Function Documentation

Self-Sufficiency Data

Code to define and interact with tables for SSS data.

sss.sss_table.check_extra_columns(df: DataFrame)

Add three boolean columns to dataframe to indicate special cost breakdowns.

Specifically, this function checks if the sss dataframe contains additional cost breakdown for arpa, health care, and broadband_&_cell_phone. If these additional breakdowns are present in the dataframe, we fill each of the breakdown dataframe. If these breakdowns are not present, the new dataframes will be empty.

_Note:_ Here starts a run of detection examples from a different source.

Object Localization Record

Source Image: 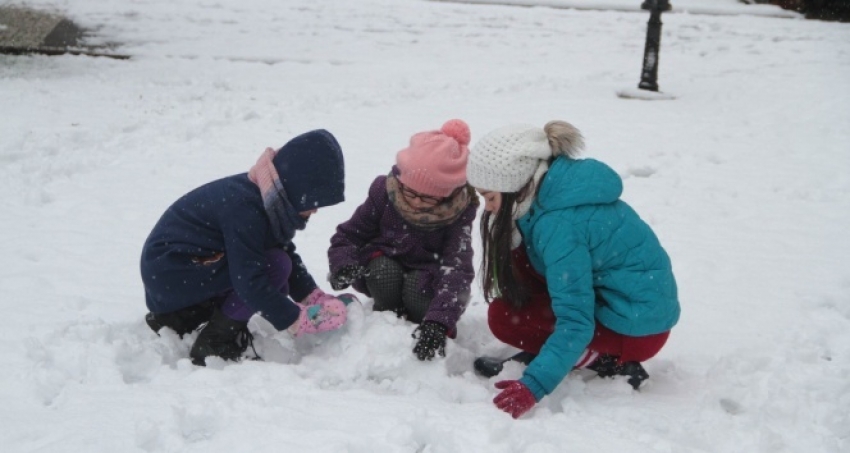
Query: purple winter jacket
[328,176,478,330]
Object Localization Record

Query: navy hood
[273,129,345,212]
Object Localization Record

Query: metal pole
[638,0,671,91]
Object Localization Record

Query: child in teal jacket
[467,121,680,418]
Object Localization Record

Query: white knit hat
[466,121,584,193]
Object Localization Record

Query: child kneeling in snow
[141,130,346,365]
[328,120,478,360]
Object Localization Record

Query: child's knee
[487,298,520,341]
[266,249,292,289]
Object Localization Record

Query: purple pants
[221,249,292,321]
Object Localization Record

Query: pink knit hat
[396,120,469,197]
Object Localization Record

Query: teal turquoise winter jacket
[517,156,679,401]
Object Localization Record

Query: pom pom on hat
[440,120,470,146]
[396,119,470,197]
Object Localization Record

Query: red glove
[493,381,537,418]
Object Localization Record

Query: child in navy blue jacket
[141,130,346,365]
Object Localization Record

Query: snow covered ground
[0,0,850,453]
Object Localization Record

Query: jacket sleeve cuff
[519,375,546,403]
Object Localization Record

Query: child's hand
[413,321,448,360]
[328,264,369,291]
[493,381,537,418]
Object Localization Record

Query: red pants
[487,247,670,362]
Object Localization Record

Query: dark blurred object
[638,0,671,92]
[769,0,850,22]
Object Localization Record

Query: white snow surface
[0,0,850,453]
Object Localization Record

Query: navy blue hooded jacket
[141,130,345,330]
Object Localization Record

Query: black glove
[413,321,449,360]
[328,264,369,291]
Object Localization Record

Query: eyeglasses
[398,181,448,206]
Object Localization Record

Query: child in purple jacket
[328,120,478,360]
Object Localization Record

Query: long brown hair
[480,181,534,308]
[481,120,584,308]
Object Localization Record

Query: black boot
[472,351,537,378]
[587,354,649,390]
[145,300,216,338]
[189,309,256,366]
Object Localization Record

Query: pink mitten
[287,289,348,337]
[493,381,537,418]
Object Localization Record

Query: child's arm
[328,176,389,273]
[424,205,477,330]
[220,207,301,330]
[283,242,318,301]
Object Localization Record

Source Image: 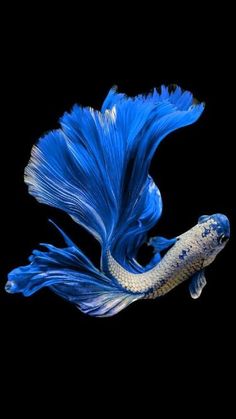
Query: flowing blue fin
[189,270,207,299]
[25,86,204,272]
[5,238,143,317]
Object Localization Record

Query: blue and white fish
[6,86,230,317]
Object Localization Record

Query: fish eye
[219,234,228,244]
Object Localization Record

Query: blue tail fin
[25,87,204,271]
[6,225,143,317]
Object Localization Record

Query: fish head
[196,214,230,266]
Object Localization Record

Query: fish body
[6,86,230,317]
[104,214,230,298]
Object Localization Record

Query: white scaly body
[107,219,220,298]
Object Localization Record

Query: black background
[0,6,235,414]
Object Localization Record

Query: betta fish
[6,86,230,317]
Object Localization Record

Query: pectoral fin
[148,236,177,253]
[189,270,207,299]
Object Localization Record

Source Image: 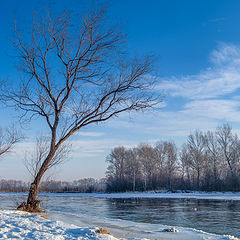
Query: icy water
[0,194,240,238]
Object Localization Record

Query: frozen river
[0,193,240,239]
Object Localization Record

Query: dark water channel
[0,194,240,238]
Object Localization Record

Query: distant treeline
[106,124,240,192]
[0,178,106,192]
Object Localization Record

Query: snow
[0,210,116,240]
[0,210,237,240]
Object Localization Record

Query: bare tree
[205,131,221,189]
[126,148,141,191]
[0,127,22,157]
[164,142,177,189]
[138,143,157,190]
[187,130,206,189]
[25,135,71,180]
[216,124,239,188]
[1,6,160,211]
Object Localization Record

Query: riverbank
[0,210,238,240]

We then update the boolean column to represent whether these breakdowns occur in other helper tables.

Parameters:

df (pandas.dataframe) – this is the dataframe

Returns:

  • df (pandas.datafranme) – the returned dataframe has additional columns these columns indicate whether there are any secondary tables

  • arpa (pandas.dataframe) – this dataframe contains the additional breakdown of arpa

  • health_care (pandas.dataframe) – this dataframe contains the additional breakdown of health care

  • miscellaneous (pandas.dataframe) – this dataframe contains the additional breakdown of miscellaneous

sss.sss_table.data_folder_to_database(data_path, testing=False)

Read path of the data, add data to SQL table.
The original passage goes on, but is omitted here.